Police raid teachers’ union headquarters and chapter office

Posted on : 2009-07-04 11:45 KST Modified on : 2019-10-19 20:29 KST
Move seen as pressuring the union to abandon plans to release a second statement critical of the government, more raids could follow
 Jeon Gyo Jo) in Seoul’s Yeougdeungpo district July 3 following a raid designed to prevent further statements critical of the government like the one released last week.
Jeon Gyo Jo) in Seoul’s Yeougdeungpo district July 3 following a raid designed to prevent further statements critical of the government like the one released last week.

Police have nakedly begun to put pressure on the Korean Teachers and Educational Workers’ Union, which had been preparing to issue a second statement criticizing President Lee Myung-bak, with riot police raiding their headquarters.

Seoul Yeongdeungpo Police Station raided the KTEWU’s headquarters in Yeongdeungpo-dong at around 5:10am Friday. At the same time, Seoul Dongjak Police Station raided the union’s Seoul chapter office in Sadang-dong. In the raid, police confiscated documents related to the teachers’ statement and computer servers that included the union’s organizational communication network.
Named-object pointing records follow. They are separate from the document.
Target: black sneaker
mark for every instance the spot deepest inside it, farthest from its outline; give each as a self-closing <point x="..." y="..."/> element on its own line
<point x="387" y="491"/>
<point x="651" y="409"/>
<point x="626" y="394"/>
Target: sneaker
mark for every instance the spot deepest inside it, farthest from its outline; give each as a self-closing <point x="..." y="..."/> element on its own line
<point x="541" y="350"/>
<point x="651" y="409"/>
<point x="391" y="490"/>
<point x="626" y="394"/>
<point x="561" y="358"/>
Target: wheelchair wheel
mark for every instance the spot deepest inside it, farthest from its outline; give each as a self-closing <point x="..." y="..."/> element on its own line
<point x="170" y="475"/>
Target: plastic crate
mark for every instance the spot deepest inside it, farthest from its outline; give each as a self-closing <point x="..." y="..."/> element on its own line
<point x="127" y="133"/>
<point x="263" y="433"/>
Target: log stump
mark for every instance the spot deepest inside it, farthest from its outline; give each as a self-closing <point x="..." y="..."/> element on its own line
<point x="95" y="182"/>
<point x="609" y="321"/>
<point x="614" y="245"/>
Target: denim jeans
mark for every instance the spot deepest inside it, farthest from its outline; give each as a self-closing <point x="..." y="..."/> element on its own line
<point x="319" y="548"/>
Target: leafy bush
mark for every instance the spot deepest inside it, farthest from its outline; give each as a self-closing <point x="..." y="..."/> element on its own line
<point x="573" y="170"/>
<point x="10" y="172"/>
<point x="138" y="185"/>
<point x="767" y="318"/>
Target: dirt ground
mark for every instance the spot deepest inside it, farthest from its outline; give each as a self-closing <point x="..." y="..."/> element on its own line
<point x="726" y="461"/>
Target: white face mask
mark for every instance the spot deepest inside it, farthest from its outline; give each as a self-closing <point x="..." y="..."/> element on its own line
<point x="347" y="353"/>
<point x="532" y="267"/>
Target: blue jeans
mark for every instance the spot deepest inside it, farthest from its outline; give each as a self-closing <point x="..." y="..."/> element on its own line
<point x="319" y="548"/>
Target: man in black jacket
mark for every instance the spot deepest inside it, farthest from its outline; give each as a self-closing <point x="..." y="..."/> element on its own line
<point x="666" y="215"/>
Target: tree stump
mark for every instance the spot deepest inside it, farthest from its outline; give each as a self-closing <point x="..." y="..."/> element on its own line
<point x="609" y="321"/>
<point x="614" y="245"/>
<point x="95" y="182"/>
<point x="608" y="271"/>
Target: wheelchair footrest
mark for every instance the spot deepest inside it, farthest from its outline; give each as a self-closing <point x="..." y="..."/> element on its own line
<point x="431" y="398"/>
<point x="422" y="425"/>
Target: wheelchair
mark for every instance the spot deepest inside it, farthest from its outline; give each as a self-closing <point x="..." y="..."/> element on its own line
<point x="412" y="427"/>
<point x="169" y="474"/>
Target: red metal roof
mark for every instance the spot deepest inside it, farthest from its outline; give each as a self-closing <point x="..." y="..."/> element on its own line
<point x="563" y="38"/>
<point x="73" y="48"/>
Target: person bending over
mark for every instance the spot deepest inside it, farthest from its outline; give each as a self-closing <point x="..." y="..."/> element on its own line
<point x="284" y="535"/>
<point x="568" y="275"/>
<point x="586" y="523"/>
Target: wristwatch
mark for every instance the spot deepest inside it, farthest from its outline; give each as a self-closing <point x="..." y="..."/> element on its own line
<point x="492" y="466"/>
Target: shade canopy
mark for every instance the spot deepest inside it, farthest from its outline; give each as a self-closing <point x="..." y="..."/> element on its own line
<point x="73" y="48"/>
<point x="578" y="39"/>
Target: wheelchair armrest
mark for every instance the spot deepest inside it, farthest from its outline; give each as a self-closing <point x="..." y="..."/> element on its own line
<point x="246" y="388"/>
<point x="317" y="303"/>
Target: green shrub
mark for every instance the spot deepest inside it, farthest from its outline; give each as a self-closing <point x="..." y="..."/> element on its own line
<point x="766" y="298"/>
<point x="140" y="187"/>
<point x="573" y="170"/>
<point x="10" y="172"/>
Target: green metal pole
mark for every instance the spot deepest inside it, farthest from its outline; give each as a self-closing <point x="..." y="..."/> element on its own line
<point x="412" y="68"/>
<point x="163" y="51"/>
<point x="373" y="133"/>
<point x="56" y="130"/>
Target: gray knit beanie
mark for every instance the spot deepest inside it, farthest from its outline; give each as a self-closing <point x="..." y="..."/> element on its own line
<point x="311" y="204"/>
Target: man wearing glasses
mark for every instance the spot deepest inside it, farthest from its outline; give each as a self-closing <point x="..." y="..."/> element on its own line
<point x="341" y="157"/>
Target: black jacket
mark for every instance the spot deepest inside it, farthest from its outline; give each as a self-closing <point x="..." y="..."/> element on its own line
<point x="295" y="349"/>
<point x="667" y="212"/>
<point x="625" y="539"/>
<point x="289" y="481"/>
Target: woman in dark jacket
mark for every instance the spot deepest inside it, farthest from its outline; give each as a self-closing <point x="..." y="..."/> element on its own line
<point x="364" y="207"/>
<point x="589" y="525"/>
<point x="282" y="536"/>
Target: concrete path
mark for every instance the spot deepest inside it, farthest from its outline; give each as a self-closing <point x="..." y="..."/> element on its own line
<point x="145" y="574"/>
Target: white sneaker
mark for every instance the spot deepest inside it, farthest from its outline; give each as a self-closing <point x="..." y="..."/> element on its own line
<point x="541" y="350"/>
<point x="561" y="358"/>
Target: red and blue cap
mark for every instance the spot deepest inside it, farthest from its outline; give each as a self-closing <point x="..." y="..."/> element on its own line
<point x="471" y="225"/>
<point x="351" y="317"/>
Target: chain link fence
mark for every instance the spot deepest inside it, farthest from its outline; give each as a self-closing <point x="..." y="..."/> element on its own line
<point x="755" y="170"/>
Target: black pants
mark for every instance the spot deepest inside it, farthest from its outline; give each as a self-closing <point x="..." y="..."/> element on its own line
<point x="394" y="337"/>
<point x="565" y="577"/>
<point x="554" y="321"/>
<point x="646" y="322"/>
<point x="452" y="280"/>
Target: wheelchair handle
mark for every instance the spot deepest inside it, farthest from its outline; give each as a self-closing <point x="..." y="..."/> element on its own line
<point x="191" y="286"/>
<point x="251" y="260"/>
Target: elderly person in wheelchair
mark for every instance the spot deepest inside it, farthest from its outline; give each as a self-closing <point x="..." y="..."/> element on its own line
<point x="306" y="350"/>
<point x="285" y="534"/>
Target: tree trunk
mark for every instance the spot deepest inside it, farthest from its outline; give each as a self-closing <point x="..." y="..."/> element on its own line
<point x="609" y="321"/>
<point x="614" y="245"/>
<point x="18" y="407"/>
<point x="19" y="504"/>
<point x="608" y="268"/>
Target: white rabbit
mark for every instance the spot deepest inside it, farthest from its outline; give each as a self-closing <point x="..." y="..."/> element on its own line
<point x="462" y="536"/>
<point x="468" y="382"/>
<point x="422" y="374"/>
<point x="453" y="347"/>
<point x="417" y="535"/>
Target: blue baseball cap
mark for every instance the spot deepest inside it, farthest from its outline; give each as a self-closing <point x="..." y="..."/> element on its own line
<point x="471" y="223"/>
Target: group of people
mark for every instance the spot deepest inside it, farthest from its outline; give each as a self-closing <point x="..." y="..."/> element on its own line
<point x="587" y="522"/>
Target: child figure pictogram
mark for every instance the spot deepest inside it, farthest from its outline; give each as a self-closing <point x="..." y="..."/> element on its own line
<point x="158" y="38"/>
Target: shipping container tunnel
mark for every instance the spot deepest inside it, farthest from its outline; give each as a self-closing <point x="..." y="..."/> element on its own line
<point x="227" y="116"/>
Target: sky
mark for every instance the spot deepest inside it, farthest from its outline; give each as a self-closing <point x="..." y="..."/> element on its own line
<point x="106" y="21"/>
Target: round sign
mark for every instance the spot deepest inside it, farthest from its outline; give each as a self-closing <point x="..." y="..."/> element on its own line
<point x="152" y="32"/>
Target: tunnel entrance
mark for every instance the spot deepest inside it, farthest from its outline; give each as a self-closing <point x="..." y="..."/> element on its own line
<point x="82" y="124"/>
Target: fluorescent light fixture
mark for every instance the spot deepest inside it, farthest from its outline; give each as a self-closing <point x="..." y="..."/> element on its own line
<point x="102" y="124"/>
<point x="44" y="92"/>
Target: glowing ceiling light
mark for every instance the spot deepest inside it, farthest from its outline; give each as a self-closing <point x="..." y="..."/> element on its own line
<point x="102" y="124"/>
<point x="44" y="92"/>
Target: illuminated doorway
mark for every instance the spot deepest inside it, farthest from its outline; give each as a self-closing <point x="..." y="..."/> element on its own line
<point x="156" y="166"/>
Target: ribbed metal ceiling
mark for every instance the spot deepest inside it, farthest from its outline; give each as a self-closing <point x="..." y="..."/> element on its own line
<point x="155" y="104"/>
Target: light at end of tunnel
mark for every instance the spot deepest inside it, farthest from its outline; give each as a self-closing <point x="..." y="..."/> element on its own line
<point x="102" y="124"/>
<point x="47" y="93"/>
That the police raided the offices right after their investigation of charges made against the union is believed to be, above all else, in order to pressure the union into stopping plans to release a second statement condemning the government in the middle of the month. One KTEWU official said it seems the police launched an unreasonably heavy investigation out of concern of a greater stir from the upcoming statement, with the participation of more teachers than expected. The union believes that with the list of items to be seized on the warrant presented by police including a list of teachers participating in the statement, which was not even a subject of investigation, the police intended to shrink the number of teachers participating in the statement through the raid.

It also appears this was a warning to the Korean Government Employees’ Union, which is also moving towards issuing a statement.

The KTEWU began a signature campaign to issue a second statement right after the Ministry of Education, Science and Technology announced plans to punish the teachers who participated in the first statement and press charges. The draft of the second statement, entitled “Teachers’ Declaration to Protect Democracy” and released Thursday, includes demands to guarantee freedom of the press and expression and to withdraw the punishments against the teachers who participated in the first statement. The union plans to release the list of participating teachers through its union organ “Education Hope,” after collecting teacher signatures nationwide through the middle of the month.

About this, the Ministry of Education, Science and Technology says that like it did with the first statement, it will sternly deal with participants if the union pushes ahead with a second statement. Lee Seong-hee, head of the ministry’s school autonomy bureau, said the ministry needs to get legal advice concerning the content of the second statement, but at least initially, there would be no change in the ministry’s plan to deal sternly with the statement in accordance with the law and principle. It appears the police’s quick raid is in line with the government’s hardline current. In particular, it was confirmed that with the exception of the Gyeonggi-do Office of Education, all city and provincial offices of education filed charges against city and regional officials of the KTEWU on orders from the Ministry of Education, Science and Technology, so more raids on the union are expected.

The KTEWU, meanwhile, is on guard against the possibility that the public security organs may use this investigation for other purposes, too. This means police and prosecutors may use the materials obtained in indiscriminate searches to manufacture a “security incident” aimed at the union. Eom Min-yong, a union lawyer, said they cannot exclude the possibility that the police and prosecutors, when they cannot discover anything illegal about the statement, might make a public security victim of the union by rummaging through all the internal union materials they seized and manufacturing a pretext.